Full disclosure - I wrote and maintained the rclonesync-V2 origin tool that bisync is a tight re-implementation of. rclonesync-V2 has been in wide use going on 5 years (since 2017), with 337 GitHub stars and certainly many more downloads.
My experience with rclonesync-V2, and more recently with bisync, says that the algorithm and safety features in bisync are pretty robust. If you are looking for a bidirectional sync utility, and understand the limitations, then I'd say give it a go. Start with an isolated directory tree and run with --verbose to view and understand all the transactions.
Some notable aspects of bisync that show a level of maturity of the tool
- An extensive test suite covering lots of corner cases - allowing robust validation after code changes. This test suite was one of the main drivers of rclonesync-V2 being used as the reference implementation of bisync.
- Safety feature in the bisync algorithm include:
- A lock file prevents multiple simultaneous runs when taking a while.
- Handles change conflicts non-destructively by creating ..path1 and ..path2 file versions
-
--check-access
uses RCLONE_TEST
files for checking for a linked/mounted portion of the filesystem being offline
-
--max-deletes
check protects against one of the paths being offline being interpreted as all the files were deleted, or in case you've accidentally deleted a large directory on one side.

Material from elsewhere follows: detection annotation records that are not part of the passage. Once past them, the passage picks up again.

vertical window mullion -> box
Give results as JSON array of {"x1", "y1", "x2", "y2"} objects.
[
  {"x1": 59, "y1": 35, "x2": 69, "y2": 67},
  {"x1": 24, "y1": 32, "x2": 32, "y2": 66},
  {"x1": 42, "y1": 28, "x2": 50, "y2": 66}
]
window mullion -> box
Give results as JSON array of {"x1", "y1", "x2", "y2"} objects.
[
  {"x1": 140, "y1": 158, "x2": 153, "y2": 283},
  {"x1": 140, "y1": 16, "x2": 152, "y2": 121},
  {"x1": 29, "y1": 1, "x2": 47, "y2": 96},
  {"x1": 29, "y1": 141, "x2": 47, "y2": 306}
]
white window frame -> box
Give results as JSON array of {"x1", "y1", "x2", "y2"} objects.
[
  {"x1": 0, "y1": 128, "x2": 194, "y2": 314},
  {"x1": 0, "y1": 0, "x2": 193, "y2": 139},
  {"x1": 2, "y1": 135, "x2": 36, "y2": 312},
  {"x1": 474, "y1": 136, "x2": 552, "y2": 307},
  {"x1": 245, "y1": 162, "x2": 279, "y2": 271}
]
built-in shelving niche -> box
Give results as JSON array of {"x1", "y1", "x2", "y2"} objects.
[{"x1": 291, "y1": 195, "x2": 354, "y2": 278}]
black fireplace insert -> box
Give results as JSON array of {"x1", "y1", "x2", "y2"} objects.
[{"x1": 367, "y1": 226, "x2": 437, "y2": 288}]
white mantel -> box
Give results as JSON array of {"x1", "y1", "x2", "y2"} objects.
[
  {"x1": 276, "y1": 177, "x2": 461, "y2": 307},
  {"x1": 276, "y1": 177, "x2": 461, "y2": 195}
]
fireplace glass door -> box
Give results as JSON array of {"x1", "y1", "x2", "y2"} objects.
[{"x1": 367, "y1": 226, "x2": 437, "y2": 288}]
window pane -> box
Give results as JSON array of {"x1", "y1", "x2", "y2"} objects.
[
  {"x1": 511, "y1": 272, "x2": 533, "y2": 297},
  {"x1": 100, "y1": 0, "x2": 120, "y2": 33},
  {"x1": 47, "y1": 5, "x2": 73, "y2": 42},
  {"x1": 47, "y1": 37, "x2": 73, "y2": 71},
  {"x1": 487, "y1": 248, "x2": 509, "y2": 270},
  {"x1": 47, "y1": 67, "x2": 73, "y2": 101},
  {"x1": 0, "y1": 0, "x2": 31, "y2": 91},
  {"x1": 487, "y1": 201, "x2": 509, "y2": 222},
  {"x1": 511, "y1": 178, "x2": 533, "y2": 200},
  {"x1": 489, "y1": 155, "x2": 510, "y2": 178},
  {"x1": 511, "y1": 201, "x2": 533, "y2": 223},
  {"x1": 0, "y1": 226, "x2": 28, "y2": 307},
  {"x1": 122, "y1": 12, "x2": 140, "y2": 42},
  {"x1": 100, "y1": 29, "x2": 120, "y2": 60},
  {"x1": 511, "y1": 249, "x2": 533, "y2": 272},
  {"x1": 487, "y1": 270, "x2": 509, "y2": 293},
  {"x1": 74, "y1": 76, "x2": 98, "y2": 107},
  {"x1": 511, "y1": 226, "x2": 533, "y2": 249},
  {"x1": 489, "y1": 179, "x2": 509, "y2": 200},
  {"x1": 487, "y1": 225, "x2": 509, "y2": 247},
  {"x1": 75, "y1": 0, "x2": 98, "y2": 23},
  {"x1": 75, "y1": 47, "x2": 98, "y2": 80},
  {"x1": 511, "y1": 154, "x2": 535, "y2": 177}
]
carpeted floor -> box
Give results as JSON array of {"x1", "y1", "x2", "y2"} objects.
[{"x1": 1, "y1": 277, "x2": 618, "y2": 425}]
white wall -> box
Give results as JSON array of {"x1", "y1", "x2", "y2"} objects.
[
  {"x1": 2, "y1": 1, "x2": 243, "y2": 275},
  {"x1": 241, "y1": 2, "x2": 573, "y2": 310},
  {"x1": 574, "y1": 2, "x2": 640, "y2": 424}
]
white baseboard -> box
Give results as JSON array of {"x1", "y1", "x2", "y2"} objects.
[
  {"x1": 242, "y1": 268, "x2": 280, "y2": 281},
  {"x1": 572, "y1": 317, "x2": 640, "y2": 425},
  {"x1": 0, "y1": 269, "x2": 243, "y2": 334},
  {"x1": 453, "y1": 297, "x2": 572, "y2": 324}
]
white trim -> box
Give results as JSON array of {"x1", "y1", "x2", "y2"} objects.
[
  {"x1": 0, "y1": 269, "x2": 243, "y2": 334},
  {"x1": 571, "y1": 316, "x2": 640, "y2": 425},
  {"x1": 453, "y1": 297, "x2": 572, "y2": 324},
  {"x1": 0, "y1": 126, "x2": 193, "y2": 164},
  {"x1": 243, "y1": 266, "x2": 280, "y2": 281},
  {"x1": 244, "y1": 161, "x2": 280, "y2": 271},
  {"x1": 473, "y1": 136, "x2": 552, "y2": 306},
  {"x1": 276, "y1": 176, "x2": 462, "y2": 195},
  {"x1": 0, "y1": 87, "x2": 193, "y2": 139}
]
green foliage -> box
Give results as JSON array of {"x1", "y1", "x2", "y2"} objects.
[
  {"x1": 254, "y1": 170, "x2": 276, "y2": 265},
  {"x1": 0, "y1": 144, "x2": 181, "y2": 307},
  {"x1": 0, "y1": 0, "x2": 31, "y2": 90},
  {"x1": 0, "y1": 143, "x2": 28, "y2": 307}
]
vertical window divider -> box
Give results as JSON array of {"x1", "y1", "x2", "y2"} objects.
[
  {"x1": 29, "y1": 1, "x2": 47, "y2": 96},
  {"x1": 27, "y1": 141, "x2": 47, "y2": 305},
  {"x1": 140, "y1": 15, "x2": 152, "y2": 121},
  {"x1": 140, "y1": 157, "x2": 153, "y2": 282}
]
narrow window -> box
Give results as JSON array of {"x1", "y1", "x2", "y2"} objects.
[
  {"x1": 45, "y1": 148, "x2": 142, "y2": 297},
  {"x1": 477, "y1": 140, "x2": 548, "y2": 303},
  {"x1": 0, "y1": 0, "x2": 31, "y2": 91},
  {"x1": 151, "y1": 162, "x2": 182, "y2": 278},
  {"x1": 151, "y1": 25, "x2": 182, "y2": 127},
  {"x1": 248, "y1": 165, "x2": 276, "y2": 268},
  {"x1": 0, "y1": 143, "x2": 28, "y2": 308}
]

- If something evil happens, rclonesync goes into a safe state to block damage by later runs, forcing user interaction and
--resync
to recover
-
--check-sync
checks that both filesystems / paths actually match as a final step in a run. The default file comparison mode is by checksum. **
- Detects changes to the user's
--filters-file
, and forces a --resync
bisync has several notable limitations that should be seriously considered before use. Also read the Troubleshooting section for particularly the --dry-run oddity and non-support for syncing Google Docs (& Photos).
I run several frequent syncs around my environment using these tools, and have for years. The problem I run into periodically is from trying to sync files that are open and being written to by some other application, which causes bisync to error out, and thus force a --resync. I have not had data loss issues since implementing the --check-access feature back in 2017.
** One personal usage note: I run bisync with --ignore-checksum
to greatly speed things up. In this usage, file changes and sync checks are detected by timestamp only, which is fine for my use (and reliable). If you want, you can run a --check-sync only
(without --ignore-checksum) periodically to force a checksum check.
So, in summary, I think this tool is pretty robust. It should work fine on most rclone supported backends (that support timestamps). bisync's safety features for avoiding data loss have several years of usage testing.
But...
I certainly agree with bisync being labeled as experimental.